Comme sa musique, il était instable, imprévisible. Pas incohérent, mais perché très haut, trop haut pour les critiques frileux et les musiciens étroits. Thelonious Monk était un personnage curieux et fascinant, génial par de nombreux côtés, insaisissable par ailleurs. À la suite de Charlie Parker et Dizzy Gillespie, ce pianiste inspiré inventa le bebop, et laissa certaines des plus belles compositions du jazz moderne, telle ‘Round midnight. Et ce, grâce à l’amitié de la baronne Panonnica de Koenigswarter, mécène visionnaire et engagée.

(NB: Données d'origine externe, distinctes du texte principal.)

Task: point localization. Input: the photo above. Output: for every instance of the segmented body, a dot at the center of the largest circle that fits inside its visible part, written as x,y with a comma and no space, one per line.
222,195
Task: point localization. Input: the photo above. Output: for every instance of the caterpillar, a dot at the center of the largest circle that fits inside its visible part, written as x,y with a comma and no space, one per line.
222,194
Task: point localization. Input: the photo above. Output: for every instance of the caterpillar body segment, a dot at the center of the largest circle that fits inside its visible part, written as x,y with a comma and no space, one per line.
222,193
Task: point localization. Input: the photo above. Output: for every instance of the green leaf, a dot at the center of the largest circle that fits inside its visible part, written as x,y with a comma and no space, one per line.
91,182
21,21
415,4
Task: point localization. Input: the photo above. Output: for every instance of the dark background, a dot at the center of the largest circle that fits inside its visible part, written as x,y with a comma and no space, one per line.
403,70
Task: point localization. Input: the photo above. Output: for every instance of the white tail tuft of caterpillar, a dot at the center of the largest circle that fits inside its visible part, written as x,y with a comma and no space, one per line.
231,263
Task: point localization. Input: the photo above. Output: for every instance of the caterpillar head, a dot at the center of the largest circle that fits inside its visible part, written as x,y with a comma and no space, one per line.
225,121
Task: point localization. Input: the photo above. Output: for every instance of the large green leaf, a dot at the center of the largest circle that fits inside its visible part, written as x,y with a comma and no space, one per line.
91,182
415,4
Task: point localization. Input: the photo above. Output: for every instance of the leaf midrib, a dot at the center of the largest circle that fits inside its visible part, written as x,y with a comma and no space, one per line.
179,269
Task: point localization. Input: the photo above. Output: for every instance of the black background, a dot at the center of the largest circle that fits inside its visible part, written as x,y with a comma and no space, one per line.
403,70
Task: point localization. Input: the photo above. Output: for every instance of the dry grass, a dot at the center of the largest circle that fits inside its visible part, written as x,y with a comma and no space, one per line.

C’est à travers la relation profonde (mais chaste) qu’il entretenait avec cette descendante des Rothschild que Thelonious Monk est conté ici, dans une épaisse biographie qui ne se contente pas de quelques anecdotes de jazzman, mais va fureter aux sources de la création musicale. Pour comprendre les fameuses « fausses notes » de Monk, son choix de marteler le clavier de ses doigts raides, les conséquences du racisme et du regard des autres. Pour percer le secret de la petite musique mentale d’un artiste instinctif et incisif. Ce secret, c’est ce que cherchait Pannonica, séduite par l’immense liberté que s’accordait Monk – au prix d’un certain rejet d’autres musiciens, parfois –, et en même temps convaincue de la nécessité de protéger un homme fragile. Qui d’ailleurs passa les dernières années de sa vie sans toucher un piano. Youssef Daoudi (bien loin du style des Maîtres de guerre, Mayday ou La Trilogie noire) prend le temps de creuser ces figures, et de se plonger dans les morceaux, au fil de 350 pages peu denses, à la narration très lisible, portées par le souffle du jazz à la fois charnel et cérébral de Monk. Parfaitement documenté, son album va bien au-delà de la simple bio pour se muer en chant d’amour pour une oeuvre et un artiste hors norme : il risque donc de paraître un peu hermétique, par moments, à qui n’est pas familier du jazz d’après guerre. Mais dans l’ensemble, il s’agit là d’un beau livre sur la musique, sincère, juste et sensible comme rarement, qui donnera immanquablement envie d’aller se replonger dans les enregistrements de ce drôle d’oiseau de Monk.